The "functions" of untyped lambda calculus are not (set theoretic) functions so what are they?
Actually it is possible to interpret $\lambda$-terms (I assume you use $\lambda$-function as a synonym for $\lambda$-term) as some sort of functions.
This is due to a result of Dana Scott, who introduced domain theory exactly for the purpose of giving a function-like based semantics for the (untyped) $\lambda$-calculus.
The idea is to model the universe of the $\lambda$-terms as a very special domain $D$, which is a poset satisfying some properties. One of these particular properties of this domain is that there is an isomorphism between the domain $D$ and the domain $[D,D]$ of the scott continuous functions from $D$ into itself.

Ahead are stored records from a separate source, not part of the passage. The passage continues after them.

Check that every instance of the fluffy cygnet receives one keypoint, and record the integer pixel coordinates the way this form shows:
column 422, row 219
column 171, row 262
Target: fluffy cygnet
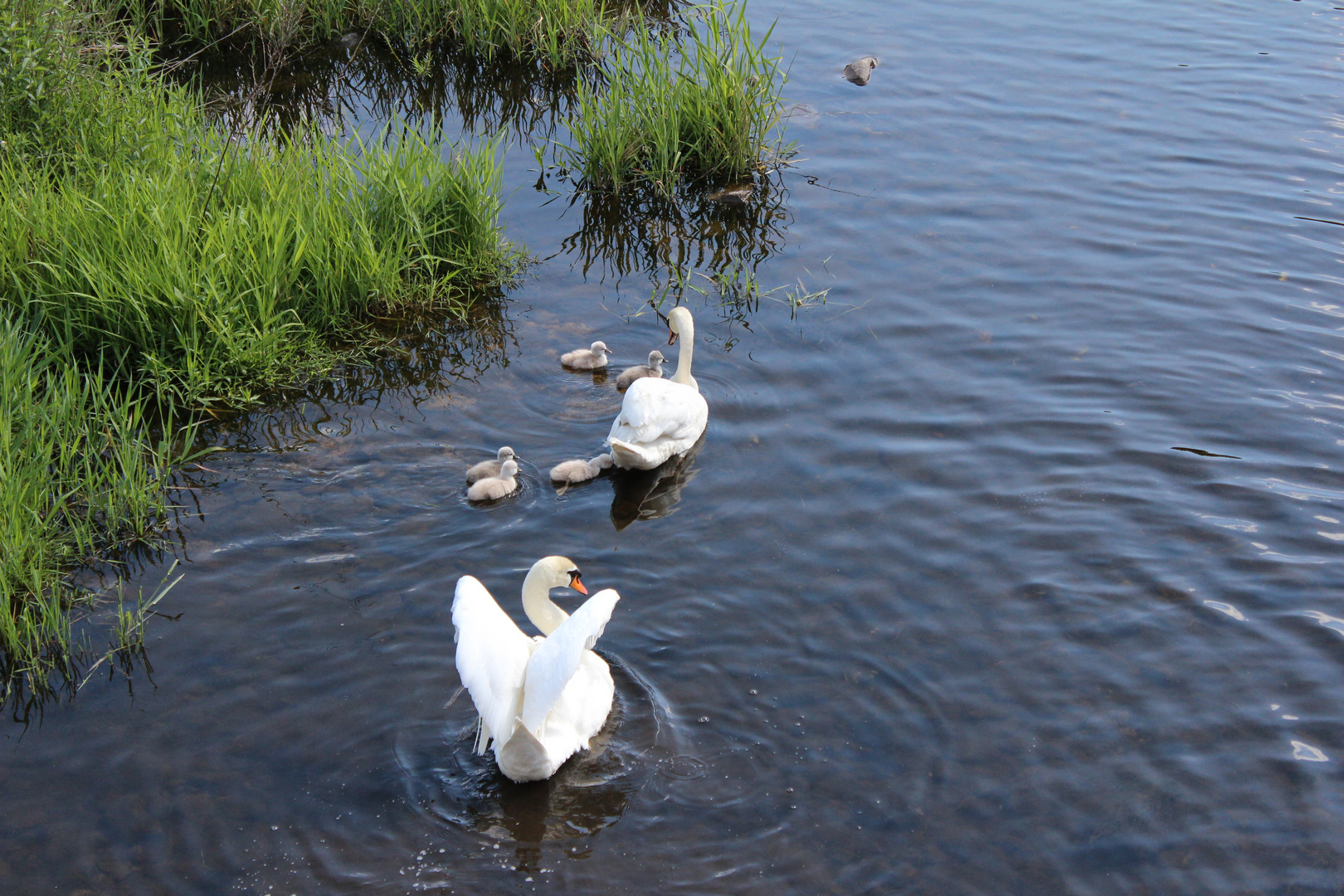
column 489, row 468
column 637, row 373
column 587, row 359
column 574, row 472
column 492, row 488
column 859, row 71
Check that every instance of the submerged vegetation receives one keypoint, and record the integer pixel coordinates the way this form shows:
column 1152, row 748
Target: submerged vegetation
column 81, row 475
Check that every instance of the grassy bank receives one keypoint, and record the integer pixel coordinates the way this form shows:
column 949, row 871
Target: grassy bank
column 559, row 32
column 660, row 109
column 151, row 260
column 81, row 479
column 214, row 265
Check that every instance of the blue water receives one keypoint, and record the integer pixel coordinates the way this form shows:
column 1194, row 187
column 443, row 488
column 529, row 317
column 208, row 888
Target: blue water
column 936, row 609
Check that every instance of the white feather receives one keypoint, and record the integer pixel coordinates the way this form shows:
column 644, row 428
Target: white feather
column 492, row 655
column 539, row 699
column 661, row 418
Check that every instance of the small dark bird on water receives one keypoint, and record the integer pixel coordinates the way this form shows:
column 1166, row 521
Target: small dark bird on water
column 859, row 71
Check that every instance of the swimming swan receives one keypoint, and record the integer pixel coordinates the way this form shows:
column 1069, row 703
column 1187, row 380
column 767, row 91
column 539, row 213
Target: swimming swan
column 574, row 472
column 631, row 373
column 494, row 486
column 661, row 418
column 541, row 700
column 587, row 359
column 489, row 468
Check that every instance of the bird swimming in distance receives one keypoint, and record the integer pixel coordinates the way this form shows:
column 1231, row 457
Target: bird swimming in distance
column 631, row 373
column 860, row 71
column 587, row 359
column 541, row 699
column 580, row 470
column 494, row 486
column 489, row 468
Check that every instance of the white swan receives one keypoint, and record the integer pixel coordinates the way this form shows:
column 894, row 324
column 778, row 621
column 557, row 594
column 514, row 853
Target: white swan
column 581, row 470
column 489, row 468
column 587, row 359
column 631, row 373
column 494, row 486
column 541, row 700
column 661, row 418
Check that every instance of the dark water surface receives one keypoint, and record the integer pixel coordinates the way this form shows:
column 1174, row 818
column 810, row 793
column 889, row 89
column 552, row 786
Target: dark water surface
column 937, row 607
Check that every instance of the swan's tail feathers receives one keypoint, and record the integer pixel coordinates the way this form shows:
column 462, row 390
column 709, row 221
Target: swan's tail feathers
column 631, row 457
column 523, row 758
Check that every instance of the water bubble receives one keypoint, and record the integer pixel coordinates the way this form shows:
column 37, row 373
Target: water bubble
column 683, row 767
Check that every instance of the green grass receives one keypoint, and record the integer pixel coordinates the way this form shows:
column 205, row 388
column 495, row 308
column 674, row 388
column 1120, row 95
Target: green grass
column 81, row 479
column 151, row 260
column 555, row 30
column 218, row 270
column 704, row 105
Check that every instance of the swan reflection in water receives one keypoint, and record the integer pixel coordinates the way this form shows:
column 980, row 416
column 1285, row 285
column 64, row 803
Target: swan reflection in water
column 650, row 494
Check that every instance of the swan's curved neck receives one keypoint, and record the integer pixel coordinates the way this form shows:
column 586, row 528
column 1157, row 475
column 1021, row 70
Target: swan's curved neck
column 683, row 360
column 538, row 605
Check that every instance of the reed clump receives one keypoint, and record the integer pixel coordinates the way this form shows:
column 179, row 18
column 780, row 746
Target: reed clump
column 704, row 104
column 559, row 32
column 81, row 475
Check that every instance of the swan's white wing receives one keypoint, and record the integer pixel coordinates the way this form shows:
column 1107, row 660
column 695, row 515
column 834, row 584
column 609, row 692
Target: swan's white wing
column 659, row 407
column 491, row 659
column 558, row 657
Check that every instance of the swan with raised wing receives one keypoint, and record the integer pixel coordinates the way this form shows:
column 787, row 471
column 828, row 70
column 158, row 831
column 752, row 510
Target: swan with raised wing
column 542, row 699
column 661, row 418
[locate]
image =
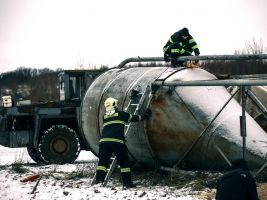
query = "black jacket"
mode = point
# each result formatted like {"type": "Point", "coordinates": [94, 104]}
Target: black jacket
{"type": "Point", "coordinates": [189, 44]}
{"type": "Point", "coordinates": [237, 184]}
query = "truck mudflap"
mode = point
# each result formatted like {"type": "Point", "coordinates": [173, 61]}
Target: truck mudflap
{"type": "Point", "coordinates": [12, 138]}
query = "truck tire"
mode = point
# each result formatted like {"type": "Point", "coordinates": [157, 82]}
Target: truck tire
{"type": "Point", "coordinates": [59, 145]}
{"type": "Point", "coordinates": [33, 153]}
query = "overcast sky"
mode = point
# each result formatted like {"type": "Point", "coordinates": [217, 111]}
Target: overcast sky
{"type": "Point", "coordinates": [67, 33]}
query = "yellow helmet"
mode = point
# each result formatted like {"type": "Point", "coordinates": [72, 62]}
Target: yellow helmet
{"type": "Point", "coordinates": [110, 103]}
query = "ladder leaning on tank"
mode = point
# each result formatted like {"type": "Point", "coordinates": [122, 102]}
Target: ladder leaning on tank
{"type": "Point", "coordinates": [135, 104]}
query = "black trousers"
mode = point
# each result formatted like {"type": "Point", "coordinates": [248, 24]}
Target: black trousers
{"type": "Point", "coordinates": [105, 152]}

Through the said isomorphism is possible to interpret each $\lambda$-term (i.e. an element of $D$) as a function (as an element of $[D,D]$) and, on the other hand, every function in $[D,D]$ is (i.e. corresponds via the isomorphism to) a $\lambda$-term.
The critical point here is that $[D,D]$ is not the set of functions from $D$ into itself: it would not be possible to represent all these functions through $\lambda$-terms due to cardinality reasons, but it is possible to represent $\lambda$-terms as a very well suited subset of functions over some set.
I've added a section to the bottom of my answer on a more general approach that shows how you can treat functions that can be applied to themselves within set theory, representing them as something other than sets of ordered pairs.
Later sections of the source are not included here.